With the abrupt end to their semester on campus brought about by COVID-19, Colorado College student athletes were unable to finish their seasons. The training room was abuzz the day of the announcement, as seniors, robbed of their final season, realized the end of their sports careers at CC had arrived. However, as student athletes have settled back in at home, some may have found the silver lining in these uncertain times.

Coming from the huge time-commitment of being an athlete at the college level with training, lifting, and games, CC athletes find themselves with much more free time at home taking online classes. Although most teams were given body weight workout programs, it doesn’t compare to the time commitment while in season on campus. With more time on their hands, athletes have rediscovered passions outside of their sport.

Women’s lacrosse player Bella Scola ’23 looked to the positives of missing out on her first season as a Tiger.

“I think this break from running and the competition of sports, while totally unwanted, has been good for me to understand that being a good athlete, but more importantly being a healthy person, is not dependent solely upon a few characteristics of my athletic ability,” said Scola. “It takes more than just constantly running myself into the ground to be a healthy person.”

Scola has put her extra time away from the field into her passion of photography and cooking. Behind the lens, she has found peace and normality in the state of life at the moment. Back on campus, most athletes in season don’t have time to pursue their hobbies to the degree they may want. While this time in quarantine is unwanted and stressful, it gives student athletes a chance to reconnect to their interests outside of athletics and remind them of their other talents.

Isaac Kenner ’22 plays for CC’s men’s soccer team. Although soccer is a fall sport, Kenner is still missing out on his spring season for the Tigers. However, Isaac, a very talented artist and musician, has also found peace at home through these various creative outlets. He has been learning new songs on the guitar and drawing as a form of meditation.

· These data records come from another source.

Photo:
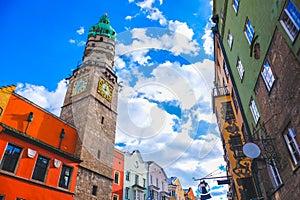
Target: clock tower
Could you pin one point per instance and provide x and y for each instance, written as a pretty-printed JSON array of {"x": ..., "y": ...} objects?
[{"x": 91, "y": 106}]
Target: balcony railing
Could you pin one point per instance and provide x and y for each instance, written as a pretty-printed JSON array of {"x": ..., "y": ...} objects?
[{"x": 220, "y": 91}]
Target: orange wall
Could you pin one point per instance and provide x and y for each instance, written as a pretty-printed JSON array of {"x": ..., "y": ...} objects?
[
  {"x": 13, "y": 188},
  {"x": 21, "y": 185},
  {"x": 5, "y": 94},
  {"x": 44, "y": 126},
  {"x": 118, "y": 165}
]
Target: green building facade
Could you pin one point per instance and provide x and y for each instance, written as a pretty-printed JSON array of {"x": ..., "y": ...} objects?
[{"x": 260, "y": 43}]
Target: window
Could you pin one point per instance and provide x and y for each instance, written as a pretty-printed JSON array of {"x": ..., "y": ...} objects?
[
  {"x": 40, "y": 168},
  {"x": 136, "y": 179},
  {"x": 240, "y": 68},
  {"x": 65, "y": 177},
  {"x": 230, "y": 39},
  {"x": 267, "y": 75},
  {"x": 275, "y": 176},
  {"x": 115, "y": 197},
  {"x": 126, "y": 193},
  {"x": 10, "y": 158},
  {"x": 290, "y": 20},
  {"x": 117, "y": 177},
  {"x": 249, "y": 31},
  {"x": 127, "y": 176},
  {"x": 235, "y": 4},
  {"x": 293, "y": 145},
  {"x": 254, "y": 111},
  {"x": 94, "y": 190}
]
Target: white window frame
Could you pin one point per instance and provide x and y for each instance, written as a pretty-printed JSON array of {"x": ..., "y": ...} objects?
[
  {"x": 235, "y": 4},
  {"x": 254, "y": 111},
  {"x": 267, "y": 75},
  {"x": 249, "y": 29},
  {"x": 276, "y": 179},
  {"x": 292, "y": 144},
  {"x": 240, "y": 68},
  {"x": 118, "y": 180},
  {"x": 289, "y": 23}
]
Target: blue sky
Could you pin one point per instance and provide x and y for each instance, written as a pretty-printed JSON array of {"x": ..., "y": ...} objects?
[{"x": 163, "y": 60}]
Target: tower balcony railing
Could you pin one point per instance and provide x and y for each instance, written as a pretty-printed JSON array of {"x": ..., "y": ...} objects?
[{"x": 220, "y": 91}]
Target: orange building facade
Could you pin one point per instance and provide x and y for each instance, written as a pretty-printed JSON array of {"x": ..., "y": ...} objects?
[
  {"x": 36, "y": 151},
  {"x": 118, "y": 175}
]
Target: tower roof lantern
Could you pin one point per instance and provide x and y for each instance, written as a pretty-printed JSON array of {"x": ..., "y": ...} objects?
[{"x": 103, "y": 27}]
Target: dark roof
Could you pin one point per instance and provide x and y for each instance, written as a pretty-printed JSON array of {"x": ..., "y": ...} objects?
[{"x": 9, "y": 130}]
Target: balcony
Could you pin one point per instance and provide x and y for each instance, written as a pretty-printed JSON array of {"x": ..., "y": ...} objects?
[{"x": 220, "y": 94}]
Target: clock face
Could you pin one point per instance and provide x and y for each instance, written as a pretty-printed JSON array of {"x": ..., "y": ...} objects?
[
  {"x": 79, "y": 85},
  {"x": 105, "y": 89}
]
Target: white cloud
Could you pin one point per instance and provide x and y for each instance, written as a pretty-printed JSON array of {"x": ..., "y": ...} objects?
[
  {"x": 80, "y": 31},
  {"x": 50, "y": 100},
  {"x": 164, "y": 40},
  {"x": 182, "y": 28},
  {"x": 152, "y": 12},
  {"x": 146, "y": 4},
  {"x": 155, "y": 14}
]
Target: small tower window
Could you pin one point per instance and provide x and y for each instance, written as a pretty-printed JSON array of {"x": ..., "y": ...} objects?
[{"x": 94, "y": 191}]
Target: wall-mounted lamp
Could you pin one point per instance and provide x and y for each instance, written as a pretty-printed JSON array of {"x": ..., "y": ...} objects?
[{"x": 29, "y": 120}]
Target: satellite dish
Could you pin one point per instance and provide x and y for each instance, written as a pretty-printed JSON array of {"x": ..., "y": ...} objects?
[{"x": 251, "y": 150}]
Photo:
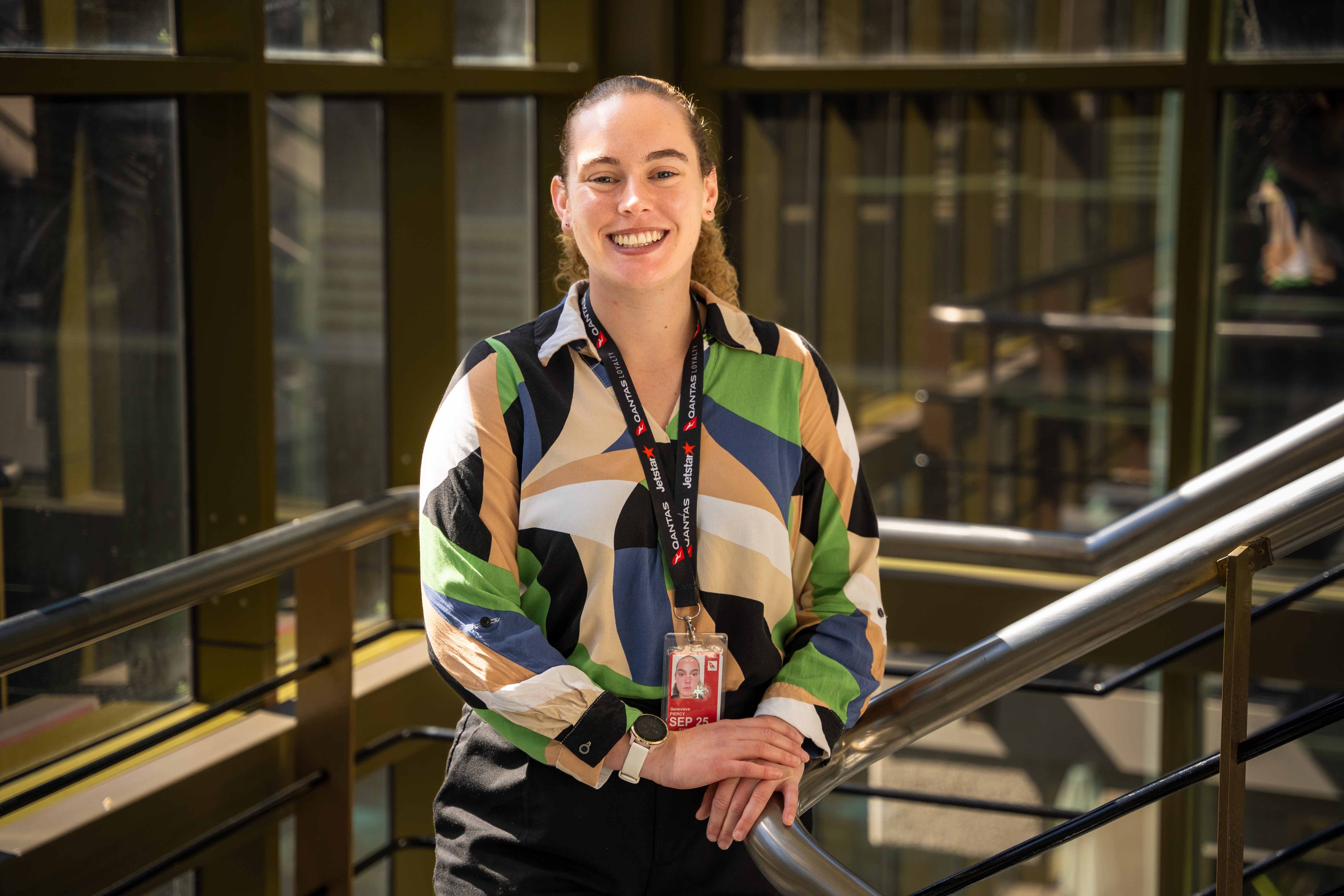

“Jamming along with a Grateful Dead backing track or learning a new song makes me forget the terrible circumstances for the time being,” Kenner said. “I have also been drawing/painting when I feel like I need to clear my head and express my emotions. Not only have these creative works bolstered my mental health and developed my skills, but the process and its resulting positivity have inspired those around me to smile, keep going and even pursue creative passions of their own.”

As we stay inside and wait for these unfortunate circumstances to end, it is crucial that we still pursue what makes us happy. Whether it be creating art or music, finding beauty behind the viewfinder, or crafting new recipes, this pause in life is an opportunity pursue passions that may be forgotten in the rush of everyday life.